Myer is tipping significantly higher profits for the year to the end of July after preliminary sales figures showed growth despite deteriorating trade conditions as shoppers become more cautious.
Myer said on Tuesday that total revenue – including sales from concession stores – was estimating to be up 12.5 per cent during the year to $3.36 billion when compared with 2022, and up about the same on pre-pandemic figures.
However, the department store operator warned that second half sales have ground to a halt, up just 0.4 per cent a year ago, as customers adjusted to repeated interest rate increases. Sales in the second half of the year are estimated to be up 11.9 per cent on the same period in 2019.
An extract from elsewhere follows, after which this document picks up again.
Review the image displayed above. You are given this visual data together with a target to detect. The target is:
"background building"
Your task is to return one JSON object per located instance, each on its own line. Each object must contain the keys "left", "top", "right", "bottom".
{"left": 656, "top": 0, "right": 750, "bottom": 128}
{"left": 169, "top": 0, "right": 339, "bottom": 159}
Myer says it will post a better than expected profit as sales have held up. Oscar Colman
Myer will eke out a small second half profit of between $4 million and $8 million. Excluding individually significant items, such as store and distribution centre exit costs, Myer’s bottom-line profit for the year ended July 29 is expected to be between $69 million and $73 million, an increase 15 per cent and 21 per cent on the prior year, the company said.
The volume of retail goods and services consumed by households fell by 0.5 per cent in the three months to June, Australian Bureau of Statistics data showed in early August with sharp falls in household goods like appliances and purchases at department stores.
Myer said full-year online sales are tipped to fall 4.5 per cent to $690.5 million, although they have returned to growth in the second half of the financial year and now represent more than 20 per cent of total sales.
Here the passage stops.